Hey all, using an ECB smoker and I decided I was going to make up a batch of smoked chili. Trouble is all my pots have handles etc, that won't work in the smoker. I am headed out for a couple of aluminum pans to use for today, but just wondering what you guys might recommend to smoke chili or stew...


----------



## themule69 (Aug 10, 2013)

Anything that will fit in your smoker willl work.

Happy smoken.

David


----------



## dls1 (Aug 10, 2013)

While I've never made chili start to finish in the smoker, I've started by smoking some of the main components.

When I make chili, or something similar, I use 1"-2" cubes of meat (chuck & butt) rather than ground and smoke them over low heat for 1-2 hours. Same with some of the vegetables such as onions, fresh peppers, and a head of garlic, all halved. When the smoking is done I move everything  to the kitchen and proceed as normal.
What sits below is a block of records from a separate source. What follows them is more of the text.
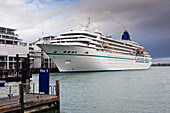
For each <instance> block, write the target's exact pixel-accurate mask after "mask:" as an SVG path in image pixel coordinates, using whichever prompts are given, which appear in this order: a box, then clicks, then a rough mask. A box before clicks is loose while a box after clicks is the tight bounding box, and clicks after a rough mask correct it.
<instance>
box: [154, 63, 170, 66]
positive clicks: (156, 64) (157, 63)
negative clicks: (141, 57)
mask: <svg viewBox="0 0 170 113" xmlns="http://www.w3.org/2000/svg"><path fill="white" fill-rule="evenodd" d="M151 66H170V63H157V64H152V65H151Z"/></svg>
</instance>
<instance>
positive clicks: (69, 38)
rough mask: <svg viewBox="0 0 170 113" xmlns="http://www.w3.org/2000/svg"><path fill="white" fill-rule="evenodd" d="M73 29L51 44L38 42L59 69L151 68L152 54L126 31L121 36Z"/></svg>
mask: <svg viewBox="0 0 170 113" xmlns="http://www.w3.org/2000/svg"><path fill="white" fill-rule="evenodd" d="M87 27H89V26H86V28H85V29H82V30H71V31H69V32H65V33H62V34H61V35H60V36H58V37H56V38H55V39H54V40H53V41H51V42H50V44H39V45H38V46H39V47H40V48H42V49H43V50H44V51H45V52H46V53H47V55H49V56H50V57H51V59H52V60H53V61H54V62H55V64H56V66H57V67H58V69H59V71H60V72H85V71H115V70H135V69H148V68H149V67H150V66H151V64H152V58H151V56H150V55H149V54H148V52H146V51H145V49H144V47H142V46H140V45H139V44H138V43H136V42H134V41H131V37H130V35H129V33H128V32H127V31H125V32H124V33H123V35H122V39H121V40H117V39H113V38H112V36H111V35H108V36H105V35H104V34H103V33H102V32H101V31H99V30H95V31H90V30H88V29H87Z"/></svg>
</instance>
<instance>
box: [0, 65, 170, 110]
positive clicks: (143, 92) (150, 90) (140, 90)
mask: <svg viewBox="0 0 170 113" xmlns="http://www.w3.org/2000/svg"><path fill="white" fill-rule="evenodd" d="M38 78H39V77H38V74H35V75H33V77H32V78H31V80H32V81H31V82H32V83H36V84H37V85H36V86H38V81H39V79H38ZM56 80H60V88H61V90H60V95H61V106H60V112H61V113H170V67H151V68H150V69H149V70H139V71H114V72H90V73H51V74H50V84H51V85H55V81H56ZM36 90H38V87H36ZM1 91H2V90H1ZM54 112H57V111H55V110H50V111H48V113H54ZM44 113H47V112H44Z"/></svg>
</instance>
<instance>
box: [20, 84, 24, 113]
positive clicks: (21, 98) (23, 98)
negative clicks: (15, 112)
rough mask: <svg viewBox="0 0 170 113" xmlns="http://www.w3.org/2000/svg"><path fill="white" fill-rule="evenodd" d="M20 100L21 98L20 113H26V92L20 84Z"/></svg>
mask: <svg viewBox="0 0 170 113" xmlns="http://www.w3.org/2000/svg"><path fill="white" fill-rule="evenodd" d="M19 98H20V106H21V109H20V113H24V91H23V84H19Z"/></svg>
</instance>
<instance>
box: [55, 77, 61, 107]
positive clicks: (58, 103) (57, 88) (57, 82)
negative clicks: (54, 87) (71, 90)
mask: <svg viewBox="0 0 170 113" xmlns="http://www.w3.org/2000/svg"><path fill="white" fill-rule="evenodd" d="M56 96H58V103H57V109H60V81H59V80H56Z"/></svg>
It's simple and produces a great smoky chili.


----------



## dirtsailor2003 (Aug 10, 2013)

Cast iron Dutch oven is the best way to go. Season with flaxseed oil and you'll have the best stew/chili pot made.


----------



## zipppy (Aug 14, 2013)

We use those disposable, aluminum "turkey" pans for smoking pork shoulders and other meat where we want to retain the liquid.  They are inexpensive, strong and don't have to be cleaned. Throw it away at the end.


----------



## fwismoker (Aug 14, 2013)

Those granite ware looking pots would be good.


----------



## kathrynn (Aug 14, 2013)

dutch ovens would hold up to the heat.  FWI......those would be okay....but the newest ones out for sale have thin thin bottoms (metals)....one would have to be careful to stir often....so the bottom of the yummies wouldn't burn/scorch on the base.

Kat


----------



## bobank03 (Aug 14, 2013)

I was looking at the dutch ovens. I will probably go that route. Cast iron suits chili really well. I have a nice pot I use on the stove but it has plastic on the handles and it is a little too big for the ECB. 

BTW, cooking it in aluminum turkey pan worked out ok. Got a nice smokey flavor and slow cooked for 5 hours. The meat was so tender!


----------